Mr Reto Federi1Mrs Leanne Ruegg1

1Sunshine Coast University Hospital, Buderim, QLD, Australia


The Sunshine Coast University Hospital (SCUH) which opened in early 2017 is a 450-bed tertiary hospital in Regional Queensland in Australia. A unique service model was adopted to provide a nurse-led Peripherally Inserted Central Catheter (PICC) insertion service at the patients’ bedside. The service was established to deliver cost effective and timely PICC insertions at SCUH and three low acuity facilities (Nambour, Maleny and Gympie Hospital) which serves an area of 1,633 km2 and a population of 347,000. The impetus to run such a service was established to deliver patient-centred and prompt PICC insertions in all four facilities.

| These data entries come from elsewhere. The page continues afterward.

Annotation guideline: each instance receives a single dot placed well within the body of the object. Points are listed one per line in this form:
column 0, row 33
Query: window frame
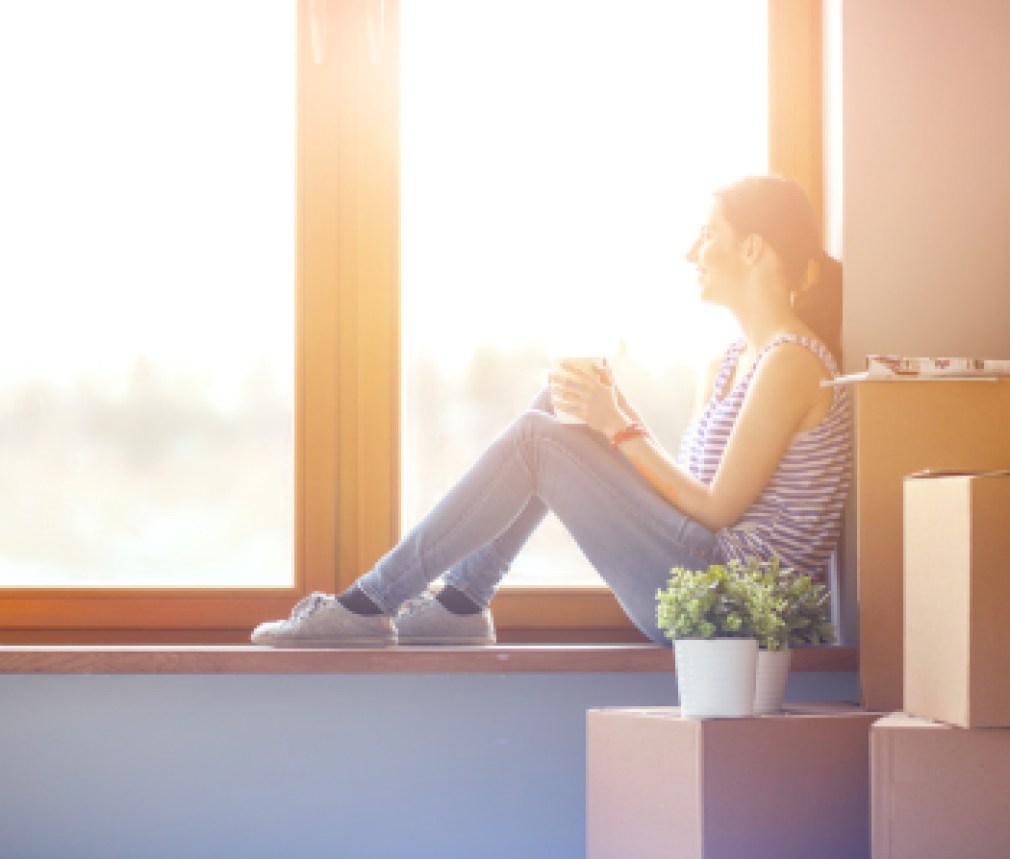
column 346, row 392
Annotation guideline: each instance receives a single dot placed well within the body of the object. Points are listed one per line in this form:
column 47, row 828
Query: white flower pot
column 715, row 677
column 772, row 679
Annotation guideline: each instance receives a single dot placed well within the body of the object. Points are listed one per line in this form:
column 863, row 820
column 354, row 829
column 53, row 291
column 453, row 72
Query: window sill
column 399, row 660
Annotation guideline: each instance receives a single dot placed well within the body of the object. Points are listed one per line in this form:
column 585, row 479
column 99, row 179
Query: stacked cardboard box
column 941, row 769
column 904, row 426
column 796, row 784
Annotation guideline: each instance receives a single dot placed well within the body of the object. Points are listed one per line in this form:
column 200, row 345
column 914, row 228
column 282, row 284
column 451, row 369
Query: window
column 346, row 346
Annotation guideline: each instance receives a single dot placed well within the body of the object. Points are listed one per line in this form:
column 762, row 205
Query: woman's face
column 718, row 256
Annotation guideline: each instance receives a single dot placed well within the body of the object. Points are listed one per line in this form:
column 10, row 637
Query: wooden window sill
column 398, row 660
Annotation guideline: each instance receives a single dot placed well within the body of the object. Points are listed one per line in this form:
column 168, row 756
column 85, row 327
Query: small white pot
column 772, row 679
column 715, row 677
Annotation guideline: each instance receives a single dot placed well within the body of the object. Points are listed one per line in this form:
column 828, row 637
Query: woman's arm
column 784, row 396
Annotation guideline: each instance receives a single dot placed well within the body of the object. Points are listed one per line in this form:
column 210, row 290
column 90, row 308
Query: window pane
column 147, row 168
column 558, row 160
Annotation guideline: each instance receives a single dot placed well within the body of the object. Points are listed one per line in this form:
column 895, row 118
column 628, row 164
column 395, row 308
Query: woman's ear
column 753, row 247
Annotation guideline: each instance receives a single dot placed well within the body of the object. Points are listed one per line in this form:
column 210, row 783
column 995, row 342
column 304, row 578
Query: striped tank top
column 798, row 515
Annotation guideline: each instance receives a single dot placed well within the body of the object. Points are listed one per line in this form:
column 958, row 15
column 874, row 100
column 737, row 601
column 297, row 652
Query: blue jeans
column 629, row 534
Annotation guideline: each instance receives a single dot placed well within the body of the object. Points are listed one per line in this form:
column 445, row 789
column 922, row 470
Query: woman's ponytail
column 819, row 304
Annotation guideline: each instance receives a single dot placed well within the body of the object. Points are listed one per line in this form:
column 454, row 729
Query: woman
column 764, row 467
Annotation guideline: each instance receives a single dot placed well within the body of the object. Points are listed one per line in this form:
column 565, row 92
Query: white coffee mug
column 587, row 365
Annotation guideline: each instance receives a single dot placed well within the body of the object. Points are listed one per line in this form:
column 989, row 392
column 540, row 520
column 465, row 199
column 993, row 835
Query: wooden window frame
column 347, row 395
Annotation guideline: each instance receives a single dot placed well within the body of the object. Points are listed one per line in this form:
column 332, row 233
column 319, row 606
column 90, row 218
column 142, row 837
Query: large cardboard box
column 769, row 787
column 957, row 597
column 939, row 791
column 903, row 427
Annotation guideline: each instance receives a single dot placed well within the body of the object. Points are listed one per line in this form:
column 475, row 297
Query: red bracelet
column 632, row 431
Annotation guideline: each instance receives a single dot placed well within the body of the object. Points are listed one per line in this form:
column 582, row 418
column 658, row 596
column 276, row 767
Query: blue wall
column 391, row 766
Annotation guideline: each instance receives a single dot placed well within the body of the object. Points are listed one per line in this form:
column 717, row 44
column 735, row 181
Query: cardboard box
column 796, row 784
column 956, row 598
column 939, row 791
column 903, row 427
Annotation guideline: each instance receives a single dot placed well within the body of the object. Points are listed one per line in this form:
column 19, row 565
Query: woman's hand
column 589, row 395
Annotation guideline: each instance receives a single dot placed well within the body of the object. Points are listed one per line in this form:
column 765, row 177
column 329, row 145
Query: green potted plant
column 715, row 618
column 803, row 609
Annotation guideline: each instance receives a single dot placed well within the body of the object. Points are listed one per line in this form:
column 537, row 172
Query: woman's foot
column 321, row 621
column 425, row 621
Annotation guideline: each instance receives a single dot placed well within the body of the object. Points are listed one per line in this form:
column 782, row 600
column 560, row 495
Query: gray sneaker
column 319, row 621
column 424, row 621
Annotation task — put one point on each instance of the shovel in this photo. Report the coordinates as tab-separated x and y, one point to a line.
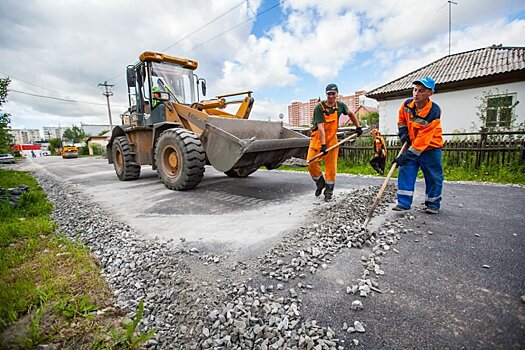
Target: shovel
385	183
352	136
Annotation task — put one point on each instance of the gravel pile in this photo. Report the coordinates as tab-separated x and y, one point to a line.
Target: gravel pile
261	312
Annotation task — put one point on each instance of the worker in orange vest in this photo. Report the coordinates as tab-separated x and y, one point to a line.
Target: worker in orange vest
419	124
323	136
379	159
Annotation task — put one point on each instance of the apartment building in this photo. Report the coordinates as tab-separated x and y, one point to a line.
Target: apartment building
301	113
51	132
24	136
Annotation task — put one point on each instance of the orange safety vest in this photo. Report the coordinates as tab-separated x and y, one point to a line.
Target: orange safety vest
330	128
379	146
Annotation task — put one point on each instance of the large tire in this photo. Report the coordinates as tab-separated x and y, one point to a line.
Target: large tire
180	159
125	167
239	173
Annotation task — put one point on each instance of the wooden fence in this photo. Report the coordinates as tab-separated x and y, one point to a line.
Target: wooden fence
470	150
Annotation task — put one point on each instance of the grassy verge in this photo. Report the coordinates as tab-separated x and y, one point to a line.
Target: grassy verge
497	174
51	289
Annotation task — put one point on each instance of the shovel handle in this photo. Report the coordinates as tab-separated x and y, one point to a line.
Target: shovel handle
354	135
385	183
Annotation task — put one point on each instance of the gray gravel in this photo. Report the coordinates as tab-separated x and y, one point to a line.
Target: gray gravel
256	304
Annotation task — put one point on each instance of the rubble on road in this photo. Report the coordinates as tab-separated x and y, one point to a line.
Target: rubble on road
261	312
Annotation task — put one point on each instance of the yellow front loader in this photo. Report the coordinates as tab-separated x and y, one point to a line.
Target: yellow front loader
168	127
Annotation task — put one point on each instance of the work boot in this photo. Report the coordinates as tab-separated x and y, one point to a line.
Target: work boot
320	183
328	192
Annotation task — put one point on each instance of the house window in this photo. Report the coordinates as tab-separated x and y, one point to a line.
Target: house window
500	110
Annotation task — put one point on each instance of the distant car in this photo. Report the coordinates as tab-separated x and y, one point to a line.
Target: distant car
7	158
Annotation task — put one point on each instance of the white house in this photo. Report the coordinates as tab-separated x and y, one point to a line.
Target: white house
491	78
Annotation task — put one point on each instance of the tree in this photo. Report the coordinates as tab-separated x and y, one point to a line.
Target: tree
6	138
74	134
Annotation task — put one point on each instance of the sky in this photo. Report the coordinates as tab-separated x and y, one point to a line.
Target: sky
283	51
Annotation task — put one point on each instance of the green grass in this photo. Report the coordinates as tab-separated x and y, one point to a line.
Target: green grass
50	287
512	174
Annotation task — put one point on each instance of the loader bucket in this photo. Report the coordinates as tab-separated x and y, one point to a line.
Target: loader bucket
242	143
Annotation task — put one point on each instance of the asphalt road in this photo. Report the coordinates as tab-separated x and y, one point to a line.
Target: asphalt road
456	281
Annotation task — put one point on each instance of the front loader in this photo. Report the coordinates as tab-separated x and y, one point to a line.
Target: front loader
167	127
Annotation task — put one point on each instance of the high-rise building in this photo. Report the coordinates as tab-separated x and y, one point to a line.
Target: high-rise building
51	132
301	113
24	136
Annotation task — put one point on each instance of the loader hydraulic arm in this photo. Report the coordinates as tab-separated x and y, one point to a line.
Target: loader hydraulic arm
215	107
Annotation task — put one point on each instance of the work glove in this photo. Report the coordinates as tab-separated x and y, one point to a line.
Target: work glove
404	158
403	135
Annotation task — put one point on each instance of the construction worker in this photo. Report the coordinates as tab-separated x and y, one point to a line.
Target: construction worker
379	158
323	136
156	91
419	124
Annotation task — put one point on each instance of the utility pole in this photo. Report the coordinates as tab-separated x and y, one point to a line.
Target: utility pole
107	92
450	21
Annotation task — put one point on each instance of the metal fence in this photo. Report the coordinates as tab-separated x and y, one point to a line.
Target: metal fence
471	150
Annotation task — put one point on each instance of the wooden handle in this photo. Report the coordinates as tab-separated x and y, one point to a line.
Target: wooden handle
383	187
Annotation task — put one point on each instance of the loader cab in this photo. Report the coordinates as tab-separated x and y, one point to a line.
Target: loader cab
158	81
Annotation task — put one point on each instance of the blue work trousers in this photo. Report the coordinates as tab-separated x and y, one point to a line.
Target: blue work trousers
432	167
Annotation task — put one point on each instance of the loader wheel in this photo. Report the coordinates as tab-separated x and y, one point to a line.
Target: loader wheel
180	159
125	168
243	172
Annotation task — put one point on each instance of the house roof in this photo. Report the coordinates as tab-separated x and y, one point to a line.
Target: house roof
462	70
367	109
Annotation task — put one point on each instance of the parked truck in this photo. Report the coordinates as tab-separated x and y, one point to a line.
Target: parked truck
168	127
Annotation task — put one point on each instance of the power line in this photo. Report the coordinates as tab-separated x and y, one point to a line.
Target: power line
205	25
59	98
27	82
107	92
450	22
238	25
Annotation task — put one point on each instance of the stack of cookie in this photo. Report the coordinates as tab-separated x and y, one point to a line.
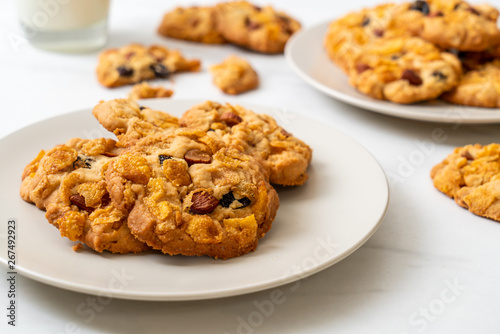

Disruptive and time-consuming transports within the facility or the inconvenience of sending patients for the procedure to the Sunshine Coast University Hospital has been avoided.

However, nurse-led PICC insertions at the bedside are not common practice in Queensland and perhaps most Australian hospitals. The lack of data on complications such as insertion and post-insertion bloodstream infection (BSI) rates may be a reason for scepticism towards bedside PICC insertions. Our team used integrated magnetic tracking and ECG-based PICC tip confirmation technology to insert over 700 PICCs in 2017 which resulted in over 12,000 catheter days. Our positive results showed no insertion related BSIs in our inpatient and non-inpatient population.

This presentation explores the economic benefits of providing bedside PICC insertions and the potentially low BSI risk associated with beside PICC insertions which may provide a feasible alternative to other health care facilities that may be interested in implementing a similar service.


Reto was born in Switzerland and migrated to Australia in 2005. He graduated as a nurse in 1995 and is now a Clinical Nurse who works for the Vascular Access Surveillance and Education team which runs a Nurse-Led, Bedside PICC insertion service at the Sunshine Coast University Hospital. It was there where he was trained as a PICC inserter in early 2017. Prior to that, Reto was a team member of the Vascular Access Surveillance Team (VAST) at the Princess Alexandra Hospital where he gained an understanding about relevance of surveillance and infection prevention in relation to Vascular Access Devices. The opportunity to enjoy a surfing lifestyle combined with the ability to become a PICC inserter drew Reto to the Sunshine Coast.